COMMISSION EUROPEENNE DES DROITS DE L'HOMME
DEUXIEME CHAMBRE
Requête N° 22552/93
Alain Carrière
contre
France
RAPPORT DE LA COMMISSION
(adopté le 6 septembre 1995)
TABLE DES MATIERES
Page
I. INTRODUCTION
(par. 1 - 5). . . . . . . . . . . . . . . . . . . . . . . . . 1
II. ETABLISSEMENT DES FAITS
(par. 6 - 10) . . . . . . . . . . . . . . . . . . . . . . . . 2
III. AVIS DE LA COMMISSION
(par. 11 - 21). . . . . . . . . . . . . . . . . . . . . . . . 3
A. Grief déclaré recevable
(par. 11). . . . . . . . . . . . . . . . . . . . . . . . 3
B. Point en litige
(par. 12). . . . . . . . . . . . . . . . . . . . . . . . 3
C. Sur la violation de l'article 6 de la Convention
(par. 13 - 20) . . . . . . . . . . . . . . . . . . . . . 3
CONCLUSION
(par. 21). . . . . . . . . . . . . . . . . . . . . . . . 4
ANNEXE : DECISION DE LA COMMISSION SUR LA
RECEVABILITE DE LA REQUETE . . . . . . . . . . . . . . . . 5
I. INTRODUCTION
1. Le présent rapport concerne la requête N° 22552/93, introduite
le 3 juin 1993 contre la France et enregistrée le 31 août 1993.
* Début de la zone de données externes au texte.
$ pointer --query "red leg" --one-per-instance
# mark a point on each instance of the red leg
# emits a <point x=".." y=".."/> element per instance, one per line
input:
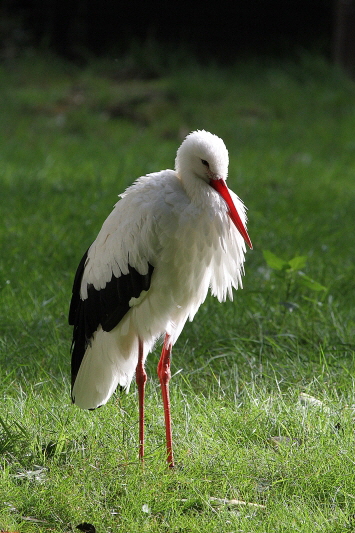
<point x="164" y="378"/>
<point x="141" y="378"/>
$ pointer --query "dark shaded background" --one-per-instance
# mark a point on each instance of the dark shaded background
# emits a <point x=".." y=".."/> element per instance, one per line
<point x="224" y="29"/>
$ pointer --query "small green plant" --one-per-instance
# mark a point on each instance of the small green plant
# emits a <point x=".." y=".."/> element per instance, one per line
<point x="290" y="272"/>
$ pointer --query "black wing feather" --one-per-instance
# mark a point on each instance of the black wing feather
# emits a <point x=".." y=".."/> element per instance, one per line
<point x="105" y="307"/>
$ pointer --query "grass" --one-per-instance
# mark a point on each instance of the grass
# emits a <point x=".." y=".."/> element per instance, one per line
<point x="244" y="428"/>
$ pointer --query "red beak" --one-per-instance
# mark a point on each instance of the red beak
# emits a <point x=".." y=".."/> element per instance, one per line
<point x="220" y="186"/>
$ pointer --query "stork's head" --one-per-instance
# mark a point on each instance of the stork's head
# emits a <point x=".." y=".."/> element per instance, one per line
<point x="204" y="156"/>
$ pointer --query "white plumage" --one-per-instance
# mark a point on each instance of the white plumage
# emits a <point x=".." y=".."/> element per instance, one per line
<point x="179" y="235"/>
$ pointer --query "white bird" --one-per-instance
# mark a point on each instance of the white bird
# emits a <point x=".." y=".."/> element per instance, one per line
<point x="172" y="236"/>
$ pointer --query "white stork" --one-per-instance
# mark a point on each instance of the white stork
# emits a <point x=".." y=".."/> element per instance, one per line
<point x="173" y="235"/>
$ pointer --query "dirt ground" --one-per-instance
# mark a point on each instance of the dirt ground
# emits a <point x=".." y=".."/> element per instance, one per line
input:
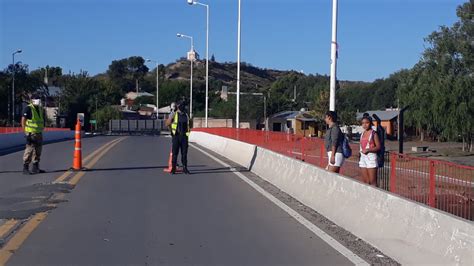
<point x="447" y="151"/>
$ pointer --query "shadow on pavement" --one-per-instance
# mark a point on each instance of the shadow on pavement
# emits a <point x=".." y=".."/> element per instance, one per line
<point x="218" y="170"/>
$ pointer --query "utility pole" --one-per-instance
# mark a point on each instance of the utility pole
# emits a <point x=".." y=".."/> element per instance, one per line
<point x="332" y="90"/>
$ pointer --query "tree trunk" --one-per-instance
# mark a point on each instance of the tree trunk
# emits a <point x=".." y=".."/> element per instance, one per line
<point x="471" y="149"/>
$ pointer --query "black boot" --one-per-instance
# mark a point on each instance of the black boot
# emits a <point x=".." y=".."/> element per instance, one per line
<point x="186" y="171"/>
<point x="36" y="169"/>
<point x="26" y="169"/>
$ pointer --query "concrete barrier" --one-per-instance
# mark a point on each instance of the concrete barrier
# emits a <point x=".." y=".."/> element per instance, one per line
<point x="239" y="152"/>
<point x="12" y="140"/>
<point x="407" y="231"/>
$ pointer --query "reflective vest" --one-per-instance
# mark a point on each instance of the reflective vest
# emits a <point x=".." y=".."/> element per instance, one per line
<point x="174" y="125"/>
<point x="36" y="123"/>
Le requérant est un ressortissant français né en 1946 et résidant
à Mulhouse.
La requête est dirigée contre la France. Le Gouvernement
défendeur est représenté par Monsieur Yves Charpentier, en qualité
d'Agent au ministère des Affaires étrangères.
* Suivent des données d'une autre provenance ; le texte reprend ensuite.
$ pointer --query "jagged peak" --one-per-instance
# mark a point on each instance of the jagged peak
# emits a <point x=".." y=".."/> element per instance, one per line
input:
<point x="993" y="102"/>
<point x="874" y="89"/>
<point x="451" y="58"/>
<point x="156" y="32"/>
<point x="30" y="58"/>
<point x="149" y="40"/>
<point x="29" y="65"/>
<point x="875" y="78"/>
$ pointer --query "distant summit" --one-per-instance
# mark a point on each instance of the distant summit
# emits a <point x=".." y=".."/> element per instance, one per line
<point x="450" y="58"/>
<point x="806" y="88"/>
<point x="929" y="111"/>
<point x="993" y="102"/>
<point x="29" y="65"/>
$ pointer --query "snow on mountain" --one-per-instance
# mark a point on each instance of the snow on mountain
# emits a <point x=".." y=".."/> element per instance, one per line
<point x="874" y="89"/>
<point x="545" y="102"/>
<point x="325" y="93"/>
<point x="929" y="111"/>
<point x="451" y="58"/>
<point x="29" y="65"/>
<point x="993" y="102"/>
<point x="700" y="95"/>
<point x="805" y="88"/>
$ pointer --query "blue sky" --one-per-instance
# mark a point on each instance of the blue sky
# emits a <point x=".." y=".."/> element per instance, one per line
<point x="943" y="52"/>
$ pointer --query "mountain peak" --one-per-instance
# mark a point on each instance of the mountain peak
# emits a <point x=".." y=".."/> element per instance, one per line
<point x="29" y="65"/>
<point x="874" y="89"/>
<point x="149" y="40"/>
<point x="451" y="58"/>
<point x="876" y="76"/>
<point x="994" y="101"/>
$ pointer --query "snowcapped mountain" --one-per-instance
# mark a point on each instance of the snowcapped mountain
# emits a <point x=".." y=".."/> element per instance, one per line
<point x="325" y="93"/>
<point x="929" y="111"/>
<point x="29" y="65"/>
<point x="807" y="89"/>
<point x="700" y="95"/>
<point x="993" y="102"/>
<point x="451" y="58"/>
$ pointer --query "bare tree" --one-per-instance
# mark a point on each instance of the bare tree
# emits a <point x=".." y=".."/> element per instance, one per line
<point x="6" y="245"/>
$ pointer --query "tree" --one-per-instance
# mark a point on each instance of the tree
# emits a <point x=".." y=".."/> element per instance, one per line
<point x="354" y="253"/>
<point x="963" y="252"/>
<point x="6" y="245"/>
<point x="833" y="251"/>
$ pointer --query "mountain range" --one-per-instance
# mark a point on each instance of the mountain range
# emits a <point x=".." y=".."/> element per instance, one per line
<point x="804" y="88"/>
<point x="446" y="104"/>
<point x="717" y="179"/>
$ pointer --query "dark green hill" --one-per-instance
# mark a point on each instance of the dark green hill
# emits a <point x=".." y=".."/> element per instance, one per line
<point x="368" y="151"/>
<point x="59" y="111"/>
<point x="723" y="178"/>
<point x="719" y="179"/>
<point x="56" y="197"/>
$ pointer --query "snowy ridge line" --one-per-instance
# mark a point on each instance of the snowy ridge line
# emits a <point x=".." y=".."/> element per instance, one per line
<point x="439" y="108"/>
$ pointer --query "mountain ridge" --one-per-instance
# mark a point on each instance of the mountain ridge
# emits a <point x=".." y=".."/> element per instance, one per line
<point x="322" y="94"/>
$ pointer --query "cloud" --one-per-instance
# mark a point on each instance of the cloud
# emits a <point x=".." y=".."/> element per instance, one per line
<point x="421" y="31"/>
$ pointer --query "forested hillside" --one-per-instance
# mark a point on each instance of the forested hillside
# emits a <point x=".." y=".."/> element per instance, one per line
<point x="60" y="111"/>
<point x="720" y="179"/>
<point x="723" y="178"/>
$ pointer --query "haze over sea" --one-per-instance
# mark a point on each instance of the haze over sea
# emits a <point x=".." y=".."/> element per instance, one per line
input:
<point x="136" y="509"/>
2. Cette requête a été communiquée le 7 avril 1994 au Gouvernement.
A la suite d'un échange de mémoires, la requête a été déclarée
recevable le 6 avril 1995 dans la mesure où elle porte sur la durée de
la procédure (article 6 par. 1 de la Convention). Le texte de la
décision sur la recevabilité se trouve annexé au présent rapport.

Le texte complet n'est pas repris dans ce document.